M. Samarine professe une aversion profonde pour le chant des hymnes et des cantiques exécuté par les fidèles : « Ce qui attire le peuple dans les églises catholiques, dit-il, c’est d’abord leur nombre et leur magnificence, qui font un si grand contraste avec la pauvreté des temples orthodoxes ; c’est ensuite la musique de l’orgue comparée au misérable chant des Russes ; c’est enfin la satisfaction qu’éprouve le peuple de pouvoir prendre part au chant des cantiques, pour ne pas parler de la confession, de la prédication et des autres moyens dont disposent les ministres de la religion pour gagner les gens. Comment voulez-vous, s’écrie-t-il, que, dans une telle situation des choses, l’orthodoxie prospère et le catholicisme ne domine pas ? (P. 331.) Pour placer l’orthodoxie dans des conditions plus avantageuses, le concours du gouvernement est indispensable, pourvu qu’on n’aille pas introduire Ie russe dans les églises, car ce serait travailler de la manière la plus efficace non à la russification du pays, mais à la propagation du catholicisme dans les provinces occidentales, autant que dans l’intérieur de l’Empire. » (P. 332.)
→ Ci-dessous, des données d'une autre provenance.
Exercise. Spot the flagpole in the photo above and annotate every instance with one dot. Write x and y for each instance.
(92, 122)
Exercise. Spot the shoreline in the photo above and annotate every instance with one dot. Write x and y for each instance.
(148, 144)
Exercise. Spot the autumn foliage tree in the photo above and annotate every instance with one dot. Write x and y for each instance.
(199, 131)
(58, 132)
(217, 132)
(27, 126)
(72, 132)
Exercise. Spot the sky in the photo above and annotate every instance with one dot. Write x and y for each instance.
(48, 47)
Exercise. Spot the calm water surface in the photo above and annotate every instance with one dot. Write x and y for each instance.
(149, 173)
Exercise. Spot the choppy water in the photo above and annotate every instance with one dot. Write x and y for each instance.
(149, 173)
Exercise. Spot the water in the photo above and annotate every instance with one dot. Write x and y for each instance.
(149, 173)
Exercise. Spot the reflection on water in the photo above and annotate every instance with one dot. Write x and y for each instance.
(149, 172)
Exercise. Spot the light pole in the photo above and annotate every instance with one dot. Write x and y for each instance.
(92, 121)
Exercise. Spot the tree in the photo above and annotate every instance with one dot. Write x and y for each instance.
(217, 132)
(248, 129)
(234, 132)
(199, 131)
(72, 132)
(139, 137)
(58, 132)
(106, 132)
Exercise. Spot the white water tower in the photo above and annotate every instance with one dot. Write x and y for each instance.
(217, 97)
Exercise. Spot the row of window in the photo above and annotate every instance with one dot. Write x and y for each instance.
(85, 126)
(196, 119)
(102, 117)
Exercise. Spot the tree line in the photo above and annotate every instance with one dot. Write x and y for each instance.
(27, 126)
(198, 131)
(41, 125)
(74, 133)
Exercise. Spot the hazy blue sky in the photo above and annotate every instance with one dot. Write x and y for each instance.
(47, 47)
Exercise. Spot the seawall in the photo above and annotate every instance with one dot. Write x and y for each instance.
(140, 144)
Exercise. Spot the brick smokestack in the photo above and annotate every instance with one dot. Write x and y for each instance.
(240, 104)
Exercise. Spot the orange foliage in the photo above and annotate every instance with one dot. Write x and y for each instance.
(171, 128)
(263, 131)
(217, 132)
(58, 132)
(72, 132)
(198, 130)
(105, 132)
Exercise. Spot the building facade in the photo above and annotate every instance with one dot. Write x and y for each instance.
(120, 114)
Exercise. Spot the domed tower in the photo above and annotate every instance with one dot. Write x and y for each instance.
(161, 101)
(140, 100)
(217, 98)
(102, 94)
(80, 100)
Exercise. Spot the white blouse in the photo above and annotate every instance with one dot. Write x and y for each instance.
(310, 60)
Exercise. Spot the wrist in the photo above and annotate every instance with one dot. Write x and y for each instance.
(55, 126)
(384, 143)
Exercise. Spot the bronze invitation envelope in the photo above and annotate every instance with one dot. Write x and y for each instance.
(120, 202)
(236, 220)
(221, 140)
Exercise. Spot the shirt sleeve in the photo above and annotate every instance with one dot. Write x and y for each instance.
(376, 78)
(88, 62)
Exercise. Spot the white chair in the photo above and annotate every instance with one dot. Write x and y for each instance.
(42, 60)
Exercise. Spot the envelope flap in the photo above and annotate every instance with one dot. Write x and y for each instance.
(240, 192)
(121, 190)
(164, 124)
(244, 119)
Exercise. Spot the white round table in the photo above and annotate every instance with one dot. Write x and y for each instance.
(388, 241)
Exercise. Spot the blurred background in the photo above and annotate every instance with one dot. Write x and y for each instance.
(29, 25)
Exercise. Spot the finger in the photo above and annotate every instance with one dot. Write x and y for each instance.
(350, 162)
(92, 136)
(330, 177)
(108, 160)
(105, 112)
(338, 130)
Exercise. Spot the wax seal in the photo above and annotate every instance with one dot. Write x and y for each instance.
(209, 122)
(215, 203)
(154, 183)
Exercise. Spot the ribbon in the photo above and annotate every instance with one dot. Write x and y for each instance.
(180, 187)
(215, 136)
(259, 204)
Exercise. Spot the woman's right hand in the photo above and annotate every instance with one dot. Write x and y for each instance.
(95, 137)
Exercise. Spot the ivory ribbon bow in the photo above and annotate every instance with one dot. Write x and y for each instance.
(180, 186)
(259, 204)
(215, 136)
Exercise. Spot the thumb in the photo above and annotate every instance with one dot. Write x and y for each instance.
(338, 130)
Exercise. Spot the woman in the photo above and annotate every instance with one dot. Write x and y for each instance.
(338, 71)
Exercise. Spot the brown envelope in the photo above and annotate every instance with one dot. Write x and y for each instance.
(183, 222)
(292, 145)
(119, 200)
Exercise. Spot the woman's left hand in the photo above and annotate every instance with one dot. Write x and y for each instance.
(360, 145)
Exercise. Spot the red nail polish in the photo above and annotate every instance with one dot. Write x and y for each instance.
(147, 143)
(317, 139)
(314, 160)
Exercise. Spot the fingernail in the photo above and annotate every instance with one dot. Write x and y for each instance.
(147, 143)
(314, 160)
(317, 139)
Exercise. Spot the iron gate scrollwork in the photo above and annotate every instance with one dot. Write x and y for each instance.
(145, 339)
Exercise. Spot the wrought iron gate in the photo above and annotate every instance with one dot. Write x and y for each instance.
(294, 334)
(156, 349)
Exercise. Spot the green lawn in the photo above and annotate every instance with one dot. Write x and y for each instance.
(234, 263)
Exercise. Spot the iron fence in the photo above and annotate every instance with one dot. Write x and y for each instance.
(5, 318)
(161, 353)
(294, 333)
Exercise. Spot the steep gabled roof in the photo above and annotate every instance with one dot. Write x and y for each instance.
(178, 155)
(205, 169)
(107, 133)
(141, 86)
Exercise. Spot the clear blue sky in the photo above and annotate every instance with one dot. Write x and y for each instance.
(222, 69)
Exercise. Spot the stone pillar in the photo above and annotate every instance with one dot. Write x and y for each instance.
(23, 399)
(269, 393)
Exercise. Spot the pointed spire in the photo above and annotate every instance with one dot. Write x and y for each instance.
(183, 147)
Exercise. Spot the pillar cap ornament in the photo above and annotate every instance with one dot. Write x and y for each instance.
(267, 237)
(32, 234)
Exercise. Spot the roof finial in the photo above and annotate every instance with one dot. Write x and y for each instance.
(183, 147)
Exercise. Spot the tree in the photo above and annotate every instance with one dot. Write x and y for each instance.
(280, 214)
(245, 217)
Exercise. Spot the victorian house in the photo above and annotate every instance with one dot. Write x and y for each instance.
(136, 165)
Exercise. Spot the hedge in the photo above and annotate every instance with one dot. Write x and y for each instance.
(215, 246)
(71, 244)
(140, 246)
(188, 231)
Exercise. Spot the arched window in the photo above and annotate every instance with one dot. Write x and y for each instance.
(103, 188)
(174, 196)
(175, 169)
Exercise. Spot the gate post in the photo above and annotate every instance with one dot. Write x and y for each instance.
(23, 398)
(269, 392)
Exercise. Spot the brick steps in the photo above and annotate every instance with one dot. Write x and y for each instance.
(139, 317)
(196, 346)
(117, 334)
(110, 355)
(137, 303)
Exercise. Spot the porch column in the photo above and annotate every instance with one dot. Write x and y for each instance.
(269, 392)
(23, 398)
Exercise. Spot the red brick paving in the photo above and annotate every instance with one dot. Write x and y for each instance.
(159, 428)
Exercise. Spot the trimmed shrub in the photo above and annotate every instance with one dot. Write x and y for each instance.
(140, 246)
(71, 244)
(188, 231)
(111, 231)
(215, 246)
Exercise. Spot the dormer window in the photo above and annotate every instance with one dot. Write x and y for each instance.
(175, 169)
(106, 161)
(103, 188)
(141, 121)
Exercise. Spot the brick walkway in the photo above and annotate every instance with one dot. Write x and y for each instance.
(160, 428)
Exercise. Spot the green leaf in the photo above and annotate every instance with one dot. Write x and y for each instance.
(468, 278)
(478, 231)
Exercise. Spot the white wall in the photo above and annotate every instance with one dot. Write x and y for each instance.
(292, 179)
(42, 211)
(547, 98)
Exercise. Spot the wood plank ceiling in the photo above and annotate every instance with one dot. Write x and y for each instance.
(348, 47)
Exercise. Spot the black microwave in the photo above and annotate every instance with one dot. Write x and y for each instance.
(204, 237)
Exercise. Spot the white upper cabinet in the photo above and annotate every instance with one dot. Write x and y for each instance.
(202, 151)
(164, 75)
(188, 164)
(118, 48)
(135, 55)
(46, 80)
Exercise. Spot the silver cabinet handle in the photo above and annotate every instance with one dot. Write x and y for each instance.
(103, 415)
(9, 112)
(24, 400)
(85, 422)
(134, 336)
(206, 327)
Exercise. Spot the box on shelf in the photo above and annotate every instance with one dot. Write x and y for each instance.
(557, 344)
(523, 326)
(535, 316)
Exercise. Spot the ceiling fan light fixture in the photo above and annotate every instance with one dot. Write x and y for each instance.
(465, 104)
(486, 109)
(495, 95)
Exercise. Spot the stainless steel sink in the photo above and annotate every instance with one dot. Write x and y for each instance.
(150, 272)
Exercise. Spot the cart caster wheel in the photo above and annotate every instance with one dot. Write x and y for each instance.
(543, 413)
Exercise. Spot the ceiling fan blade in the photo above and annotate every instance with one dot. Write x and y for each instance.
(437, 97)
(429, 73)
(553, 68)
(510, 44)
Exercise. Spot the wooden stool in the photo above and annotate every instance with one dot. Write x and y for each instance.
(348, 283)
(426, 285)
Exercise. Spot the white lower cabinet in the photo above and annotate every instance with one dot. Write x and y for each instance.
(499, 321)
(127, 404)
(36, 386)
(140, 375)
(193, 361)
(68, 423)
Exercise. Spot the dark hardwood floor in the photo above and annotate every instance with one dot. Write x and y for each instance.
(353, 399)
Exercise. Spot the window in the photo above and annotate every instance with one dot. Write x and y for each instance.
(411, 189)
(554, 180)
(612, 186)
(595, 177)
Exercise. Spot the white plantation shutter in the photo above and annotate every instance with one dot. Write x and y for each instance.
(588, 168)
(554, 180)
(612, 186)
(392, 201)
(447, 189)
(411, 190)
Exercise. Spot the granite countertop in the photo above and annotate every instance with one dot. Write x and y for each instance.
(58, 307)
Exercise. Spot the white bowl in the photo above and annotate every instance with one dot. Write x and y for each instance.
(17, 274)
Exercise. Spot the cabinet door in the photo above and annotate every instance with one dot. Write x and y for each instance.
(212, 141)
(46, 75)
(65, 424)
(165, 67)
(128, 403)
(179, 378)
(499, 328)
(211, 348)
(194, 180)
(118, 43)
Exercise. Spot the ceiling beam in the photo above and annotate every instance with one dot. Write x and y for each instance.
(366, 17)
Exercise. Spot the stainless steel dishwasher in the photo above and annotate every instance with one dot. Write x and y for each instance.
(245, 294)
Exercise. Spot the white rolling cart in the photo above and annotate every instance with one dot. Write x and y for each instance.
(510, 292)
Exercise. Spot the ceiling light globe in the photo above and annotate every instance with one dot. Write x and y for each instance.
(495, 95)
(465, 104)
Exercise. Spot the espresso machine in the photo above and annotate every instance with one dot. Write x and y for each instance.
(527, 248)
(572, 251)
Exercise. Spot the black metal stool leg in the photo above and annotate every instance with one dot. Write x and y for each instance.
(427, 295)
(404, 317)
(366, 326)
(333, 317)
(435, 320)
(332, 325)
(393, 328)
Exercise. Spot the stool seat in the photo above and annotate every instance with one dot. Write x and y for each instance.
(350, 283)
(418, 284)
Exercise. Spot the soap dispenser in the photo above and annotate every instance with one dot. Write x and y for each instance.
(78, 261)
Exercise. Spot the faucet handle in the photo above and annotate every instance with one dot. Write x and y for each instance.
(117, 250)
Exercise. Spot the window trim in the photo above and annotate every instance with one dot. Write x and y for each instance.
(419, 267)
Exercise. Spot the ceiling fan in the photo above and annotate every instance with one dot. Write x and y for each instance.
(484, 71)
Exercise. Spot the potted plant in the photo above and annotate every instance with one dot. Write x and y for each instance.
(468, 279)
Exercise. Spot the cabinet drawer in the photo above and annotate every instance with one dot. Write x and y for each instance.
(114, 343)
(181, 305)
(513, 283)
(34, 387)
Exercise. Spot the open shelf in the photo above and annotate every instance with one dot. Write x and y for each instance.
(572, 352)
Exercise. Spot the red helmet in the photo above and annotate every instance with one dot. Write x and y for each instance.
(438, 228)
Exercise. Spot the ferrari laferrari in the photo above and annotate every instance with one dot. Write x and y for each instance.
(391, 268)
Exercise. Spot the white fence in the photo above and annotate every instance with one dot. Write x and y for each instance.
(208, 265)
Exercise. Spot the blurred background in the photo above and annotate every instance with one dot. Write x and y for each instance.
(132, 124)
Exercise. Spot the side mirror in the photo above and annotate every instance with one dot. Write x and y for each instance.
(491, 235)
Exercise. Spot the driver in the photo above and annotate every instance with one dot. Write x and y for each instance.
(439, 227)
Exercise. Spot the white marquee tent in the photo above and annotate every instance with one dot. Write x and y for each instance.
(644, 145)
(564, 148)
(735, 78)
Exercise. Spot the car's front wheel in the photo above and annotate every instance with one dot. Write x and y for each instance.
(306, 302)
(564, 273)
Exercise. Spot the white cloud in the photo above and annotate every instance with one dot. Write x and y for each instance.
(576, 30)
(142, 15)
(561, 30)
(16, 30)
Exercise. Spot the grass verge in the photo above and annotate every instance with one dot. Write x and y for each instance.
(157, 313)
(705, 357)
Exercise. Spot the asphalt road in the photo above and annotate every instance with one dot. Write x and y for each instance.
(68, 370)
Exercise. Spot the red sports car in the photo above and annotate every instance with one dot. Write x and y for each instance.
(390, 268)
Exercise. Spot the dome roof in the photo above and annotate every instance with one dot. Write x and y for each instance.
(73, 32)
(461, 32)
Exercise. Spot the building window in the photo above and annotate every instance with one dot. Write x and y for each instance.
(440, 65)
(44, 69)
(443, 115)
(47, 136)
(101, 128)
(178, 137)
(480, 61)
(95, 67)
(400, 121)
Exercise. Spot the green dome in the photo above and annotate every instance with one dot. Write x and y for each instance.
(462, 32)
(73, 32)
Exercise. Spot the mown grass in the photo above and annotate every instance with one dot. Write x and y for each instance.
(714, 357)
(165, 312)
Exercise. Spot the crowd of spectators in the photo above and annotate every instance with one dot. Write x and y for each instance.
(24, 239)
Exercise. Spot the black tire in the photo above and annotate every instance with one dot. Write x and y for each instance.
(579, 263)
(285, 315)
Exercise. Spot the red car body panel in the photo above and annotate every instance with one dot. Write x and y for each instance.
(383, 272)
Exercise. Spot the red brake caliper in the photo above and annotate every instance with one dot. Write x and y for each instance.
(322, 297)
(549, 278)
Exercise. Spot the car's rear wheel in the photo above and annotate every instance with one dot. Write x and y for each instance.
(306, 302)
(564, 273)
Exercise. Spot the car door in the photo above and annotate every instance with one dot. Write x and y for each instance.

La conclusion de M. Samarine est que la religion catholique n’étant, d’après les lois fondamentales de l’Empire, que tolérée, doit conserver son titre de culte étranger, et en cette qualité avoir à son usage une langue étrangère et non celle de la religion officielle, ni le polonais qu’il s’agit de proscrire. Reste le latin, et c’est ce que propose l’auteur du mémoire à la place des deux autres langues.

Ce n’est pas que M. Samarine méconnaisse les avantages de la russification du culte public. Il admet volontiers que c’est un moyen de rompre le lien qui unit le catholicisme à la nationalité polonaise et d’assurer à l’idiome officiel le rang qui lui convient ; malgré cela, il le rejette à cause des immenses périls dont serait menacée l’orthodoxie russe et qu’il ne croit pouvoir conjurer qu’en permettant de chanter seulement en latin. Encore ne fait-il cette concession que pour ne pas effaroucher les fidèles, habitués au chant de l’église, sans quoi il l’aurait tout simplement supprimé.